Recipes

Roast Butternut Squash and Curly Kale Risotto

I did a bit of creating. I had bit of butternut squash left over from dinner on Sunday so while I baked Brownies for a Birthday Brownie stack (need to share that recipe too – they were banana brownies which just don’t quite sound so indulgent and bad for you, almost virtuous!!) I roasted the squash. I had bought some ready chopped curly kale for another recipe and then discovered that these two ingredients make a risotto combination to die for.

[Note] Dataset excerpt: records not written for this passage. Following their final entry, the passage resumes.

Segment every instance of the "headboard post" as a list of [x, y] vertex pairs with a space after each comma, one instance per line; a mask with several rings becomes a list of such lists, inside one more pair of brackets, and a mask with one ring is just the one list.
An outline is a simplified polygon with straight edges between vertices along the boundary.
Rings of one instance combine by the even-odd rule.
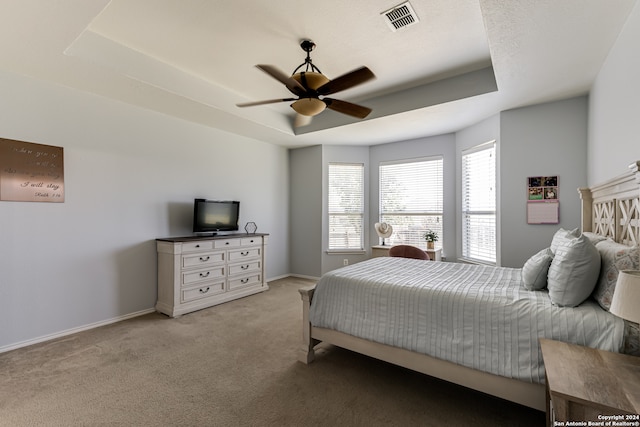
[[580, 200], [582, 202], [582, 216], [580, 217], [580, 227], [582, 231], [593, 231], [593, 196], [591, 189], [586, 187], [578, 188]]
[[591, 231], [627, 246], [640, 244], [640, 161], [601, 184], [578, 189], [582, 231]]

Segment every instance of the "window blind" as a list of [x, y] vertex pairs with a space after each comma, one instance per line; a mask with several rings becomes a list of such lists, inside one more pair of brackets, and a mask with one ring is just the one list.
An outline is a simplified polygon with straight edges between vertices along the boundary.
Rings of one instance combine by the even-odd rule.
[[496, 262], [495, 142], [462, 153], [462, 256]]
[[393, 226], [385, 243], [425, 247], [424, 233], [433, 230], [442, 247], [443, 159], [380, 164], [380, 221]]
[[362, 250], [364, 165], [329, 164], [329, 250]]

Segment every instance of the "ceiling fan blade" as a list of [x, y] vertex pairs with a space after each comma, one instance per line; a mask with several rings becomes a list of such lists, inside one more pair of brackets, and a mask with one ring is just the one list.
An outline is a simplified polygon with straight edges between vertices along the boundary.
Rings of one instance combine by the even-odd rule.
[[256, 65], [259, 69], [269, 74], [274, 79], [278, 80], [280, 83], [284, 84], [287, 89], [294, 95], [302, 96], [307, 93], [307, 90], [298, 83], [293, 77], [286, 75], [282, 71], [278, 70], [276, 67], [272, 65], [264, 65], [258, 64]]
[[311, 124], [313, 116], [303, 116], [302, 114], [296, 114], [296, 118], [293, 122], [293, 127], [299, 128]]
[[236, 104], [236, 107], [253, 107], [254, 105], [275, 104], [276, 102], [288, 102], [296, 100], [297, 98], [266, 99], [264, 101], [243, 102], [241, 104]]
[[374, 79], [376, 76], [367, 67], [360, 67], [357, 70], [353, 70], [347, 74], [343, 74], [340, 77], [323, 84], [317, 89], [320, 95], [330, 95], [332, 93], [340, 92], [341, 90], [349, 89], [366, 81]]
[[351, 102], [341, 101], [339, 99], [324, 98], [322, 100], [330, 108], [338, 113], [347, 114], [349, 116], [364, 119], [371, 112], [371, 108], [362, 105], [352, 104]]

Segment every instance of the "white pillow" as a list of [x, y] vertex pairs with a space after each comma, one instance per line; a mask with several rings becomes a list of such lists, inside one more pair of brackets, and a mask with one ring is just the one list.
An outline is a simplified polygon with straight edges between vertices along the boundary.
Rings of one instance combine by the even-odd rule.
[[573, 230], [565, 230], [564, 228], [559, 229], [553, 235], [553, 239], [551, 240], [551, 253], [555, 255], [556, 250], [558, 250], [558, 246], [568, 242], [569, 240], [575, 239], [578, 236], [580, 236], [580, 230], [577, 228], [574, 228]]
[[599, 273], [600, 253], [586, 236], [562, 242], [547, 277], [551, 302], [561, 307], [579, 305], [593, 292]]
[[530, 291], [538, 291], [547, 286], [547, 273], [553, 260], [551, 249], [545, 248], [533, 255], [522, 267], [522, 285]]

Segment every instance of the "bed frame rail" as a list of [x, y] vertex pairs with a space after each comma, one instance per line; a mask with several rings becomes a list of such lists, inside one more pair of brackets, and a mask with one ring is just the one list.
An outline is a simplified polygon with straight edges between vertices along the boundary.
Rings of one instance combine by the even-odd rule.
[[300, 289], [303, 301], [303, 345], [300, 349], [298, 360], [301, 362], [305, 364], [312, 362], [315, 359], [314, 349], [316, 345], [324, 341], [356, 353], [545, 411], [545, 388], [542, 384], [500, 377], [425, 354], [364, 340], [331, 329], [312, 326], [309, 322], [309, 309], [314, 289], [313, 287]]

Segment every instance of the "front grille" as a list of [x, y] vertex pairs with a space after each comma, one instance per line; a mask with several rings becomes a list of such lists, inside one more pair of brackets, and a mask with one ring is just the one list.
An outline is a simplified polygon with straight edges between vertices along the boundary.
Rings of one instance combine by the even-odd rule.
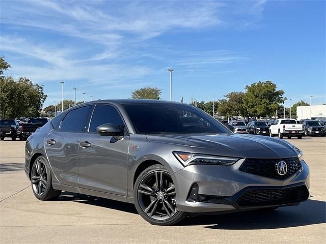
[[255, 189], [246, 191], [237, 200], [241, 207], [278, 205], [305, 201], [309, 196], [305, 186], [280, 189]]
[[[287, 172], [280, 175], [277, 172], [277, 164], [284, 161], [287, 166]], [[301, 168], [301, 163], [297, 157], [286, 159], [247, 159], [239, 170], [250, 174], [268, 177], [277, 179], [284, 179], [293, 175]]]

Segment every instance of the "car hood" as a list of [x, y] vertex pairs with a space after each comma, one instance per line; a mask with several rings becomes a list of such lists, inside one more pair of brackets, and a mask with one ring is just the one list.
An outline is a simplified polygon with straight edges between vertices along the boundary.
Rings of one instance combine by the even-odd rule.
[[[149, 141], [173, 144], [172, 150], [252, 158], [295, 157], [294, 146], [286, 141], [261, 136], [237, 134], [147, 135]], [[181, 148], [180, 148], [181, 147]]]

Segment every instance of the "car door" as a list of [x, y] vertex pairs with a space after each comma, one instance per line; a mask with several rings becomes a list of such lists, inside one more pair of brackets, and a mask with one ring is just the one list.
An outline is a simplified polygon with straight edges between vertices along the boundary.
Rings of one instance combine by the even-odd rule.
[[[106, 123], [124, 132], [123, 137], [99, 135], [96, 128]], [[109, 105], [96, 105], [88, 131], [80, 139], [79, 187], [126, 195], [130, 137], [118, 111]]]
[[45, 138], [50, 164], [62, 184], [78, 186], [78, 142], [85, 130], [91, 107], [89, 105], [79, 107], [55, 118], [52, 121], [55, 129]]

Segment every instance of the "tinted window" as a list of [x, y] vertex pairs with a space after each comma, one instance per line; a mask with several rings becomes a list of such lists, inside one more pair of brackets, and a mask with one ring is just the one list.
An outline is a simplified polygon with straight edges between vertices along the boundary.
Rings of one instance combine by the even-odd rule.
[[281, 124], [296, 124], [296, 120], [294, 119], [286, 119], [285, 120], [281, 120]]
[[64, 118], [65, 115], [66, 113], [60, 113], [55, 117], [53, 119], [51, 120], [52, 125], [56, 130], [59, 130], [59, 126], [60, 126], [60, 123], [61, 122], [61, 120], [62, 120], [62, 119]]
[[113, 124], [121, 131], [124, 130], [122, 119], [115, 108], [108, 105], [96, 105], [92, 115], [90, 132], [96, 132], [96, 127], [107, 123]]
[[186, 104], [124, 104], [139, 133], [229, 133], [212, 117]]
[[245, 126], [246, 124], [244, 122], [242, 122], [242, 121], [236, 121], [235, 122], [232, 123], [232, 126]]
[[91, 106], [87, 106], [71, 110], [63, 119], [61, 131], [83, 131], [85, 129], [87, 116]]

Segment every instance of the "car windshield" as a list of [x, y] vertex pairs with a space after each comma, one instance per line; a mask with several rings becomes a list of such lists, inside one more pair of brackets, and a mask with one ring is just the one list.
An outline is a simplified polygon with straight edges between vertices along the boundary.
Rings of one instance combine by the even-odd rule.
[[234, 122], [232, 122], [232, 126], [246, 126], [246, 123], [242, 121], [235, 121]]
[[296, 121], [294, 119], [286, 119], [281, 120], [281, 124], [296, 124]]
[[5, 119], [0, 120], [0, 126], [15, 126], [16, 123], [13, 119]]
[[138, 133], [230, 133], [202, 110], [186, 104], [122, 105]]
[[255, 123], [256, 126], [266, 126], [266, 122], [256, 122]]
[[318, 121], [307, 121], [307, 125], [308, 126], [321, 126]]
[[29, 120], [29, 124], [46, 124], [47, 119], [45, 118], [31, 118]]

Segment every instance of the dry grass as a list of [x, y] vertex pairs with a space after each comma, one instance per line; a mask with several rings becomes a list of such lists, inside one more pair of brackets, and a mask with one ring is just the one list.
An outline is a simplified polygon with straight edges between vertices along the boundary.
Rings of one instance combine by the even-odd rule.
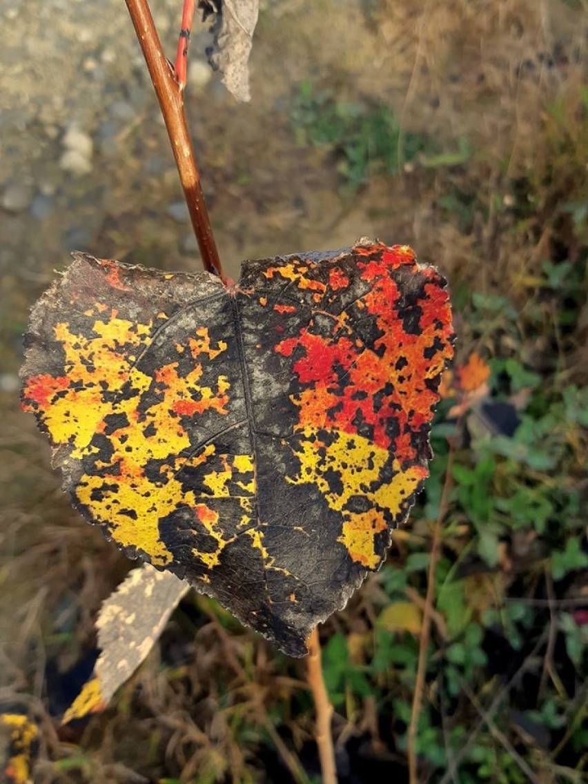
[[[366, 5], [363, 13], [358, 4], [294, 3], [281, 8], [277, 21], [268, 10], [254, 53], [252, 105], [198, 107], [194, 125], [203, 176], [213, 186], [222, 255], [234, 262], [272, 250], [343, 245], [373, 233], [413, 244], [456, 289], [466, 283], [483, 292], [509, 292], [524, 303], [540, 262], [557, 256], [572, 234], [561, 205], [583, 190], [586, 198], [585, 0]], [[332, 162], [296, 148], [289, 129], [294, 84], [309, 74], [341, 100], [390, 105], [407, 130], [426, 130], [448, 144], [467, 136], [471, 161], [458, 169], [407, 170], [371, 182], [352, 198], [337, 195]], [[164, 143], [155, 138], [151, 144]], [[149, 147], [141, 148], [144, 154]], [[122, 168], [120, 183], [127, 173]], [[448, 193], [470, 201], [463, 223], [448, 220], [441, 206]], [[525, 216], [518, 200], [528, 195], [535, 202]], [[123, 228], [103, 227], [105, 256], [114, 252], [117, 237], [128, 236]], [[568, 250], [573, 256], [569, 243]], [[35, 288], [37, 281], [27, 284], [20, 299]], [[580, 379], [588, 376], [587, 332], [585, 314], [566, 350], [565, 361]], [[12, 347], [4, 347], [6, 356]], [[67, 670], [93, 644], [95, 613], [127, 564], [70, 510], [44, 441], [13, 396], [2, 394], [0, 406], [0, 695], [32, 695], [27, 699], [43, 738], [35, 781], [283, 776], [270, 767], [281, 770], [274, 728], [298, 750], [311, 737], [302, 670], [201, 599], [175, 616], [161, 648], [115, 706], [82, 735], [57, 737], [43, 700], [47, 662]], [[366, 586], [363, 598], [350, 604], [344, 628], [362, 629], [370, 590], [376, 588]], [[336, 618], [329, 628], [339, 623]], [[376, 732], [368, 709], [366, 702], [346, 731], [371, 726]], [[303, 781], [296, 760], [281, 752], [281, 764]]]

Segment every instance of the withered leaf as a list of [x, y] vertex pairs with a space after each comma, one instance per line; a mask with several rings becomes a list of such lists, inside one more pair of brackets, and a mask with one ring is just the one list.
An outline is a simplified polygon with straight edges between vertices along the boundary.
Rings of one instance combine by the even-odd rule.
[[101, 710], [143, 663], [190, 586], [148, 564], [133, 569], [100, 608], [93, 677], [64, 716], [64, 723]]
[[407, 246], [249, 261], [232, 288], [77, 254], [33, 308], [24, 406], [107, 539], [303, 655], [422, 487], [452, 341]]
[[210, 67], [240, 101], [249, 101], [249, 55], [257, 24], [259, 0], [201, 0], [203, 18], [216, 14], [214, 45], [206, 50]]

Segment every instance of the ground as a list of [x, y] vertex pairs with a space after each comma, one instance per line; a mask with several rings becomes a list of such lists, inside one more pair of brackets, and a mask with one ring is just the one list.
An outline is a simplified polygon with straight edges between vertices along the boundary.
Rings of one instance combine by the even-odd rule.
[[[170, 57], [180, 5], [152, 2]], [[39, 782], [273, 780], [280, 754], [263, 750], [279, 752], [287, 738], [299, 750], [311, 736], [303, 670], [200, 600], [79, 748], [68, 744], [82, 730], [58, 735], [50, 718], [71, 695], [56, 687], [48, 705], [44, 681], [83, 662], [96, 612], [129, 562], [70, 509], [44, 438], [20, 411], [28, 308], [74, 249], [168, 270], [199, 262], [124, 4], [11, 0], [0, 16], [2, 694], [41, 722]], [[187, 111], [229, 274], [245, 258], [361, 236], [408, 243], [449, 278], [463, 358], [508, 355], [581, 387], [586, 306], [578, 291], [534, 298], [546, 262], [552, 272], [585, 263], [587, 24], [583, 0], [266, 2], [249, 104], [209, 78], [209, 36], [198, 28]], [[357, 120], [381, 116], [379, 132]], [[495, 329], [472, 327], [472, 292], [509, 298], [516, 341], [506, 305]], [[550, 319], [572, 300], [575, 323], [554, 343]], [[534, 303], [543, 332], [526, 318]], [[367, 585], [328, 635], [365, 631], [379, 590]], [[288, 709], [281, 695], [294, 700]], [[377, 738], [376, 709], [362, 705], [358, 735]], [[353, 724], [345, 715], [339, 731]]]

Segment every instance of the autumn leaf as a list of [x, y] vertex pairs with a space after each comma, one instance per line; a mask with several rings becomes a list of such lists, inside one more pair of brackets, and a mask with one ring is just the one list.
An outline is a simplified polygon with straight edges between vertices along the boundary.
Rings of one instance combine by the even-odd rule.
[[33, 308], [24, 407], [108, 539], [303, 655], [423, 486], [453, 337], [407, 246], [245, 262], [229, 288], [76, 254]]
[[456, 384], [463, 392], [472, 393], [480, 389], [490, 378], [490, 368], [479, 354], [474, 351], [465, 365], [456, 369]]
[[387, 632], [409, 632], [419, 634], [423, 625], [423, 613], [412, 601], [396, 601], [380, 612], [378, 628]]
[[38, 728], [24, 713], [0, 713], [0, 782], [31, 784], [31, 768], [38, 751]]

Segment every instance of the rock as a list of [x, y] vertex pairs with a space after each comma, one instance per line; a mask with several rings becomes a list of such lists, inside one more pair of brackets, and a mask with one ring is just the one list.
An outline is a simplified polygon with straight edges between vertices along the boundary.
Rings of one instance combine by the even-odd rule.
[[212, 78], [212, 69], [203, 60], [194, 60], [188, 65], [188, 87], [203, 89]]
[[53, 211], [54, 206], [54, 200], [50, 196], [38, 194], [31, 205], [31, 214], [38, 220], [45, 220], [47, 216]]
[[0, 392], [16, 392], [20, 387], [16, 373], [0, 373]]
[[115, 120], [129, 122], [135, 117], [135, 109], [125, 100], [115, 100], [108, 107], [108, 114]]
[[92, 171], [92, 161], [77, 150], [66, 150], [60, 158], [60, 169], [64, 172], [82, 176], [84, 174], [89, 174]]
[[169, 205], [165, 212], [179, 223], [187, 223], [190, 220], [190, 212], [185, 201], [174, 201]]
[[34, 189], [27, 183], [12, 183], [4, 193], [0, 206], [7, 212], [22, 212], [31, 206]]
[[191, 232], [189, 234], [186, 234], [181, 241], [180, 247], [183, 252], [190, 253], [191, 255], [198, 252], [198, 242], [196, 239], [196, 234], [194, 232]]

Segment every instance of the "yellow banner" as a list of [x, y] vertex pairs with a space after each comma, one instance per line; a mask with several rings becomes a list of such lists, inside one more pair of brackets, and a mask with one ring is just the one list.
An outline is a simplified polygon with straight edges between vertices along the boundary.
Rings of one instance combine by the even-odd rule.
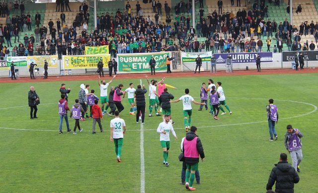
[[35, 68], [44, 68], [44, 60], [46, 60], [48, 67], [50, 68], [58, 68], [59, 62], [57, 55], [43, 55], [43, 56], [28, 56], [26, 57], [27, 66], [29, 68], [30, 64], [33, 62], [37, 66]]
[[100, 59], [104, 63], [104, 68], [108, 68], [110, 54], [63, 56], [63, 66], [65, 69], [97, 68]]
[[101, 54], [109, 54], [108, 45], [100, 46], [85, 46], [85, 54], [95, 55]]

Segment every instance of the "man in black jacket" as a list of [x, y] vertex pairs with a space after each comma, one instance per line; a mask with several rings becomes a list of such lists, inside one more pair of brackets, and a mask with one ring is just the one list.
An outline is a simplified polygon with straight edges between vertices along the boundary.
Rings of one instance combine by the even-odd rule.
[[68, 89], [66, 89], [66, 85], [63, 83], [61, 85], [60, 93], [61, 93], [61, 95], [65, 95], [65, 99], [67, 101], [69, 101], [69, 96], [68, 94], [71, 93], [71, 88], [69, 88]]
[[145, 99], [145, 94], [147, 92], [145, 85], [143, 85], [143, 89], [141, 85], [137, 86], [137, 89], [135, 92], [135, 98], [136, 98], [136, 105], [137, 108], [136, 113], [136, 122], [139, 121], [139, 116], [141, 114], [141, 123], [145, 122], [145, 111], [146, 109], [146, 100]]
[[279, 162], [275, 165], [269, 175], [266, 190], [272, 190], [276, 181], [275, 192], [294, 193], [294, 184], [299, 182], [299, 176], [295, 169], [288, 163], [287, 155], [282, 153]]
[[172, 121], [171, 116], [171, 105], [170, 99], [173, 99], [174, 96], [170, 93], [168, 93], [168, 89], [163, 89], [162, 93], [159, 96], [161, 100], [161, 107], [162, 108], [162, 119], [164, 119], [164, 115], [170, 115], [170, 120], [171, 124], [174, 124], [174, 122]]
[[149, 61], [149, 66], [150, 66], [151, 75], [153, 75], [153, 72], [154, 72], [154, 75], [156, 75], [156, 60], [154, 58], [154, 56], [151, 57], [151, 59], [150, 59], [150, 61]]
[[[36, 112], [38, 111], [38, 108], [36, 105], [40, 104], [40, 99], [33, 86], [30, 87], [30, 91], [28, 93], [28, 100], [29, 106], [30, 106], [30, 118], [31, 119], [37, 118]], [[33, 113], [33, 110], [34, 113]]]
[[[204, 161], [204, 151], [201, 140], [197, 135], [197, 128], [192, 126], [187, 133], [182, 143], [182, 152], [184, 155], [184, 161], [187, 164], [185, 179], [185, 188], [194, 191], [192, 187], [195, 176], [195, 171], [198, 170], [199, 156], [202, 161]], [[196, 140], [193, 143], [191, 141]]]
[[16, 80], [16, 78], [15, 78], [14, 66], [16, 66], [16, 65], [14, 64], [13, 63], [13, 62], [11, 62], [11, 64], [10, 65], [10, 70], [11, 71], [11, 80], [13, 80], [13, 78], [14, 78], [14, 80]]
[[198, 55], [198, 57], [195, 59], [195, 63], [196, 64], [196, 66], [195, 66], [195, 71], [194, 71], [194, 74], [196, 74], [197, 73], [198, 67], [199, 68], [199, 73], [200, 73], [201, 66], [202, 65], [202, 59], [200, 57], [200, 55]]
[[48, 78], [48, 62], [46, 60], [44, 60], [44, 79]]

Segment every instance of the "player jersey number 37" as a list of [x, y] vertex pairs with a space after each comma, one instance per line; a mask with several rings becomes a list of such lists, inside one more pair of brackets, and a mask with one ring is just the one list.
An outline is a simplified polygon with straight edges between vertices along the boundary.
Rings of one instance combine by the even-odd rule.
[[113, 138], [119, 139], [124, 138], [123, 128], [126, 126], [125, 121], [120, 118], [115, 118], [110, 121], [110, 127], [112, 127]]
[[192, 109], [191, 103], [194, 100], [194, 99], [191, 96], [188, 95], [185, 95], [180, 97], [179, 99], [182, 101], [183, 110], [191, 110]]

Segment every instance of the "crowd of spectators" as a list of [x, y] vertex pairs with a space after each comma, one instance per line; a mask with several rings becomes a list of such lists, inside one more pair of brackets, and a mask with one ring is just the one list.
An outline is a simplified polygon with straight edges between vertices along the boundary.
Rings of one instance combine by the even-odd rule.
[[[12, 15], [11, 18], [7, 15], [6, 24], [0, 25], [0, 49], [2, 51], [0, 57], [8, 55], [8, 47], [12, 47], [11, 38], [13, 37], [14, 43], [18, 44], [13, 46], [13, 56], [58, 54], [60, 58], [62, 55], [84, 54], [85, 46], [107, 45], [109, 46], [112, 57], [116, 57], [117, 53], [178, 50], [212, 51], [213, 53], [261, 52], [265, 51], [262, 49], [263, 46], [267, 47], [266, 51], [275, 52], [281, 52], [283, 45], [287, 45], [288, 50], [315, 49], [313, 42], [307, 41], [303, 45], [300, 42], [302, 35], [310, 33], [314, 36], [317, 43], [317, 22], [315, 24], [312, 21], [309, 24], [306, 21], [298, 28], [292, 26], [287, 19], [278, 23], [269, 19], [265, 21], [264, 18], [268, 16], [268, 7], [263, 0], [259, 5], [255, 1], [250, 10], [239, 9], [236, 13], [222, 12], [220, 6], [222, 7], [223, 4], [220, 1], [218, 2], [219, 11], [214, 10], [205, 14], [204, 10], [200, 9], [200, 19], [195, 26], [191, 23], [191, 1], [185, 3], [181, 0], [175, 5], [175, 16], [173, 20], [170, 16], [171, 9], [165, 1], [165, 22], [159, 19], [162, 15], [160, 1], [152, 2], [155, 20], [144, 13], [142, 5], [138, 1], [135, 15], [128, 1], [123, 11], [118, 9], [114, 14], [106, 12], [98, 15], [97, 27], [90, 31], [88, 31], [88, 22], [91, 22], [88, 6], [83, 3], [70, 26], [63, 26], [66, 17], [62, 12], [61, 20], [58, 19], [54, 23], [50, 20], [48, 29], [45, 24], [41, 23], [41, 15], [38, 13], [34, 18], [34, 35], [26, 34], [23, 41], [20, 41], [18, 34], [32, 30], [32, 21], [29, 13], [25, 15], [24, 10], [21, 10], [21, 15]], [[80, 29], [80, 34], [78, 34], [77, 29]], [[205, 40], [199, 41], [198, 38], [204, 38]], [[266, 40], [263, 42], [262, 39]], [[4, 45], [5, 43], [7, 46]]]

I sauteed 2 celery stalks and 1 leek.  When these were softened a little I then added 2 crushed garlic cloves and 100g (approx) of curly kale and the roasted butternut squash (about half the long bit of the squash chopped).  Then I added the uncooked risotto rice, enough for 2 people –  I didn’t weigh it so I’d say approx 125g but it is really yummy warmed up the next day so if you are heavy handed then don’t worry.  I know I am supposed to add hot stock ladle by ladle stirring all the time but I opted for a more paella approach to risotto making.  I poured in sufficient stock in one go, probably 700mls (cooking in my kitchen is not precise science!!) and brought it to the boil.  I then turn down the heat and put a lid on my saute pan, allowing it to simmer.  I do give an occasional stir (traditional paella requires no stirring as you are supposed to get a bit of a crust on the bottom of the pan – so I have read anyway, the Spanish among you can correct me).  When thel the rice was cooked, I then added grated mature cheddar cheese (you could add blue cheese, goat’s cheese or Parmesan – whatever you have or think would work).  This gave a bit of a gooey texture which I love in risotto – it was just a small lump approx 75g perhaps, the stronger the flavour the cheese, the less you need to add.

I wish I had taken a photo but I only thought that after we had eaten it and agreed that this was a recipe to be written down and made again.  The photo would have been a couple of bowls scraped clean!  The dark green of the kale and the orange of the squash made it a colourful risotto – as pleasant to the eye as it was in the mouth!!